Gas markets remain tight due to China's uncertain LNG demand and further Russian supply cuts

China's demand growth could spark fierce competition and unsustainable price levels this summer, IEA warns

2023-02-28 10:06:46

LONDON 

Global natural gas markets are expected to remain tight in 2023, with demand remaining broadly flat as uncertainty surrounds China's LNG demand and with the possibility of further gas supply cuts by Russia, according to a new report released on Tuesday by the International Energy Agency (IEA).

Despite an estimated drop in gas consumption of 1.6% in 2022, natural gas markets worldwide continue to tighten.

Natural gas demand in Europe contracted by 13% last year, its steepest drop in recorded history, led by unprecedented price increases, the IEA said.

Emergency policies instigated due to the energy crisis and lower supplies, diminished industrial production and lower consumer demand, along with milder winter weather conditions, drove the drop in gas demand.

Asia's natural gas demand fell by 2% as a result of high LNG prices.

"China's gas consumption decreased by 1% in 2022 as a result of lower growth in economic and especially industrial activity, COVID-related restrictions and high prices," the IEA said in the report.

Gas consumption in North America last year saw a growth of 4.4%. The increase in gas consumption in US power generation, as well as growth in Canadian consumption by power generators and industrial consumers, drove up regional demand.

LNG became a more dynamic supply source as piped gas supplies tightened due to lower Russian supplies.

The value of global LNG trade hit an all-time high, doubling to $450 billion despite the 6% growth in traded volumes compared to 2021.
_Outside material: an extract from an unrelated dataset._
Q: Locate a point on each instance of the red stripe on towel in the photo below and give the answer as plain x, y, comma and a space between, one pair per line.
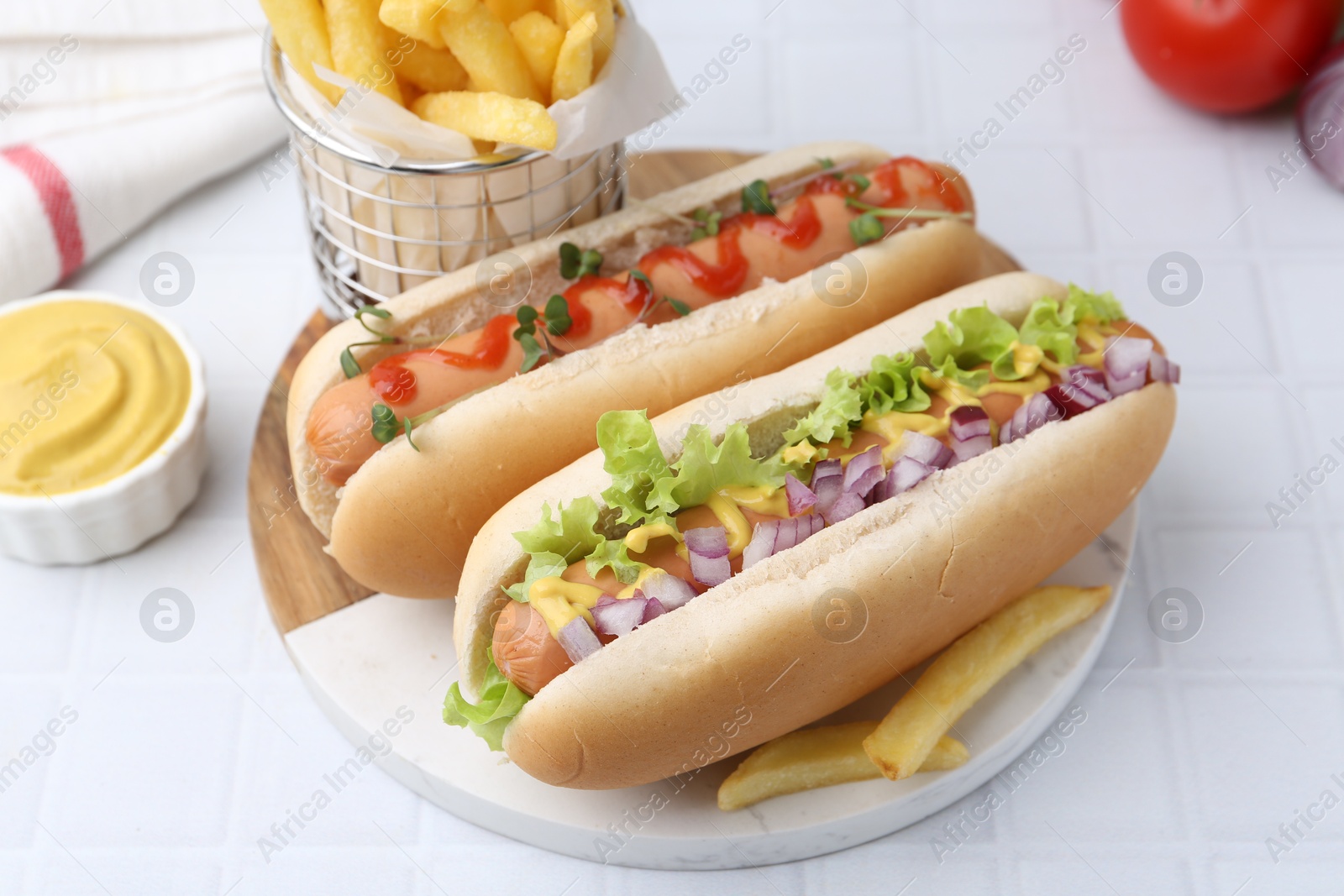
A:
54, 191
Europe was the primary driver behind the rise in LNG demand, with a 63% growth in LNG cargoes to Europe last year.

Japan remained the world's largest LNG importer, despite a drop of 3% in LNG inflows in 2022.
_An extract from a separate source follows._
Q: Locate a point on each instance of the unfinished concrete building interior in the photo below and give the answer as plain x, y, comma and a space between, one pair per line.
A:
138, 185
China "great unknown in 2023"

The IEA warns that although natural gas prices have fallen in recent months after skyrocketing last year, the falling price trend could change this year as demand for LNG picks up in Asia, particularly in China.

"Last year was extraordinary for global gas markets. Prices are returning to manageable levels, particularly in Europe, where a mild winter and demand destruction have helped to cool markets," said Keisuke Sadamori, the IEA's director of energy markets and security, as quoted in the report.
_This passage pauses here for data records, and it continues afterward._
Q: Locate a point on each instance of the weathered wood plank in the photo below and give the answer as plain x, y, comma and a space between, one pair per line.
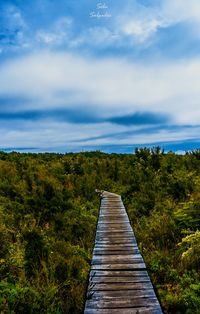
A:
136, 310
98, 279
118, 266
123, 273
125, 303
119, 282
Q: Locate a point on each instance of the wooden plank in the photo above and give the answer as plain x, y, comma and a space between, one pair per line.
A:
118, 266
101, 279
120, 294
136, 310
120, 286
123, 303
119, 282
115, 273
"China is the great unknown in 2023. If global LNG demand returns to pre-crisis levels, that will only intensify competition on global markets and inevitably push prices up again."

According to the report, China's LNG demand could rise by 10% this year with the lifting of COVID-19 restrictions.

The IEA, on the other hand, stated that current forecasts are highly uncertain, and that China's renewed demand growth could be as high as 35% if prices continue to fall and general economic activity recovers swiftly.

"This would spark fierce competition in international markets and could see prices return to the unsustainable levels seen last summer, representing a concern for European buyers in particular," the report said.